Cathie Wood’s Ark Invest has ventured into the private startup investment space with its Ark Venture Fund, a closed-end interval fund launched in 2022 that democratizes access to venture capital investments. The fund allows retail investors to participate with as little as $500, breaking down traditional barriers that typically limit venture capital to wealthy individuals and institutions.
Despite gathering a relatively modest $70 million in assets, the fund has secured investments in some of Silicon Valley’s most prominent AI startups. Notable holdings include OpenAI (maker of ChatGPT), xAI (Elon Musk’s artificial intelligence venture), and Figure (a Jeff Bezos-backed humanoid robotics startup).

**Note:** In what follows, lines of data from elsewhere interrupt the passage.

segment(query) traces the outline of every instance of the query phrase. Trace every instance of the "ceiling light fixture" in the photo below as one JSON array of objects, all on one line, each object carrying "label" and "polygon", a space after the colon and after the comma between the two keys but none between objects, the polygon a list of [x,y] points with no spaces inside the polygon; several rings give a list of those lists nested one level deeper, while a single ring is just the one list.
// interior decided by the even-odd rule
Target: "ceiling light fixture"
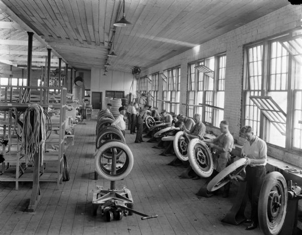
[{"label": "ceiling light fixture", "polygon": [[114,53],[114,35],[115,30],[113,30],[113,36],[112,37],[112,52],[108,55],[108,56],[117,56],[117,55]]},{"label": "ceiling light fixture", "polygon": [[131,23],[126,20],[126,18],[125,17],[125,0],[123,1],[123,2],[124,5],[123,6],[123,17],[117,22],[113,24],[114,26],[118,27],[125,27],[130,26],[130,25],[131,25]]},{"label": "ceiling light fixture", "polygon": [[109,57],[107,56],[107,60],[106,60],[106,64],[105,64],[105,66],[111,66],[111,65],[108,62],[108,59],[109,59]]}]

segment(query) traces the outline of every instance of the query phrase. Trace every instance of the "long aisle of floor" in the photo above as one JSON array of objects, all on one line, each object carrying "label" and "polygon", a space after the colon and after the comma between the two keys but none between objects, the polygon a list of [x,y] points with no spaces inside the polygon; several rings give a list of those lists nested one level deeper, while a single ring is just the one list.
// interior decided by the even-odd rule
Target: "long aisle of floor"
[{"label": "long aisle of floor", "polygon": [[[157,218],[141,220],[140,216],[124,217],[106,222],[98,211],[92,214],[93,190],[96,186],[109,188],[110,182],[94,180],[95,126],[88,120],[76,127],[75,144],[66,151],[69,181],[59,190],[54,183],[41,183],[41,199],[35,212],[25,211],[31,183],[20,184],[14,189],[11,182],[0,182],[0,234],[261,234],[259,228],[246,231],[246,224],[236,226],[220,220],[232,205],[237,189],[230,197],[197,197],[196,193],[205,180],[182,179],[181,167],[167,165],[173,156],[163,156],[156,143],[134,143],[135,135],[126,131],[126,140],[134,157],[130,175],[117,182],[132,193],[134,209]],[[147,140],[147,139],[144,139]]]}]

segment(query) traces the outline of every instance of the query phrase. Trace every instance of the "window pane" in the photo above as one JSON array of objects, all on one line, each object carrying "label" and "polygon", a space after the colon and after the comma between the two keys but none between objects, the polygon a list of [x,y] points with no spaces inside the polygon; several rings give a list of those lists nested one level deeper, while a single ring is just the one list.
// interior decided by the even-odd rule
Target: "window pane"
[{"label": "window pane", "polygon": [[0,77],[0,85],[8,86],[9,79],[7,77]]}]

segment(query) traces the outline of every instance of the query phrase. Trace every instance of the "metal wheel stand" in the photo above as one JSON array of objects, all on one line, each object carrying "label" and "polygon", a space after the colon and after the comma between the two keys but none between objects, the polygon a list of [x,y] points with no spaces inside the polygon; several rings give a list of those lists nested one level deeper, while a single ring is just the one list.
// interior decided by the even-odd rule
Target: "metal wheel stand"
[{"label": "metal wheel stand", "polygon": [[[111,175],[116,173],[116,148],[113,148],[113,156],[111,164]],[[102,215],[106,215],[106,220],[110,222],[115,218],[122,219],[123,216],[131,215],[133,213],[143,217],[142,220],[157,218],[158,215],[148,215],[133,209],[133,201],[130,191],[124,187],[117,190],[115,181],[110,182],[110,189],[107,190],[99,189],[93,194],[92,199],[93,214],[96,215],[99,206],[101,206]]]}]

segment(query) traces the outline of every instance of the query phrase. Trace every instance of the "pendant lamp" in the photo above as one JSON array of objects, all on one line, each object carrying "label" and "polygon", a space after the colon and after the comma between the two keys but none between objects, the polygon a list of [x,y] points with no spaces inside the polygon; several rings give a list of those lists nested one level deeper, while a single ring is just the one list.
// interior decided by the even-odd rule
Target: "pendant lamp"
[{"label": "pendant lamp", "polygon": [[108,55],[108,56],[117,56],[117,55],[114,53],[114,35],[115,30],[113,31],[113,37],[112,37],[112,52]]},{"label": "pendant lamp", "polygon": [[126,20],[125,17],[125,0],[123,1],[124,5],[123,6],[123,17],[121,19],[115,24],[113,24],[114,26],[118,27],[125,27],[130,26],[131,25],[131,23]]}]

SpaceX, also founded by Musk, represents the fund’s largest holding at 13% of total assets, worth approximately $9 million.
In October, Ark invested at least $250 million into OpenAI’s latest funding round, which valued the AI startup at $157 billion. However, most of that investment came from a separate private venture fund reserved for high-net-worth investors. OpenAI comprises just 5% of the Ark Venture Fund’s portfolio, translating to less than $4 million invested.

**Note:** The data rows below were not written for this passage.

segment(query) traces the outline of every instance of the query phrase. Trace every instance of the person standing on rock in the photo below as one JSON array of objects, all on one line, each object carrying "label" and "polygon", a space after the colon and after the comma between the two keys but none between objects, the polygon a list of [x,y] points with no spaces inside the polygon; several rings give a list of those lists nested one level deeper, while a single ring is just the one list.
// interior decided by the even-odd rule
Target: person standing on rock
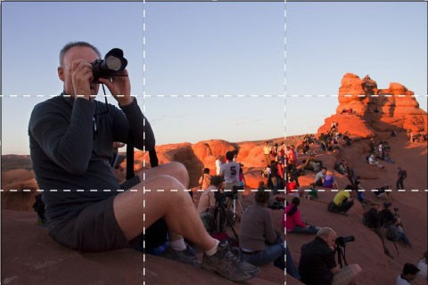
[{"label": "person standing on rock", "polygon": [[221,160],[220,160],[221,157],[220,156],[217,156],[217,159],[216,159],[216,175],[220,175],[220,167],[221,167]]},{"label": "person standing on rock", "polygon": [[398,167],[397,169],[399,170],[397,174],[398,180],[396,183],[397,190],[404,189],[404,179],[407,178],[407,175],[406,173],[406,170],[401,169],[401,167]]},{"label": "person standing on rock", "polygon": [[265,142],[265,146],[263,147],[263,154],[265,155],[265,164],[268,165],[270,163],[270,152],[272,148],[269,145],[269,142]]},{"label": "person standing on rock", "polygon": [[[120,190],[111,165],[112,142],[128,143],[131,135],[136,148],[152,150],[155,138],[131,96],[126,69],[95,80],[93,64],[100,58],[88,43],[66,45],[58,68],[63,92],[37,104],[29,119],[31,160],[43,190],[50,236],[83,252],[120,249],[134,247],[146,227],[164,219],[169,232],[178,237],[173,240],[176,248],[185,249],[184,236],[203,250],[202,268],[235,281],[255,277],[258,267],[241,262],[204,229],[185,191],[189,175],[182,164],[145,170],[138,174],[134,191]],[[95,100],[100,83],[119,108]]]}]

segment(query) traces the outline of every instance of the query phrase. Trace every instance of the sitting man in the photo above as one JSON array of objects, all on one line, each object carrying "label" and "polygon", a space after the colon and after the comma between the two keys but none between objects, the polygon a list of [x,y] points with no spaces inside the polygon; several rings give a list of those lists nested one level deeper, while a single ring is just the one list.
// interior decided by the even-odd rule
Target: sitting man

Brett Winton, Ark’s chief futurist and architect of the venture strategy, explained the firm’s competitive advantages in winning deals with mature startups. Ark produces extensive original research demonstrating deep understanding of breakthrough technologies, offers relationships with potential customers across public and private markets, and provides long-term investment flexibility through its indefinite fund structure—unlike traditional venture funds with fixed lifespans.
The fund has delivered 36% returns since inception but is down 3% year-to-date, underperforming the S&P 500’s 26% gain this year. Ark charges a 2.75% management fee—high relative to other interval funds but without taking carried interest or profit shares typical of venture capital.
Winton acknowledged the fund needs to attract more investors to write larger checks, suggesting the fund could potentially grow to billions in assets. The venture represents Ark’s ambitious goal to “provide the best venture portfolio in the world to everyone in the world, not just to the rich and the famous.”
Key Quotes
Our goal here is to provide the best venture portfolio in the world to everyone in the world, not just to the rich and the famous
Brett Winton, Ark’s chief futurist and architect of the venture capital strategy, explained the democratizing mission behind the Ark Venture Fund, emphasizing the firm’s commitment to making elite AI and technology investments accessible to retail investors.
It means we can engage in really constructive conversations with them about their strategy
Winton described how Ark’s extensive original research on breakthrough technologies helps the firm win investment opportunities with AI startups, demonstrating deep understanding that appeals to founders of companies like OpenAI and xAI.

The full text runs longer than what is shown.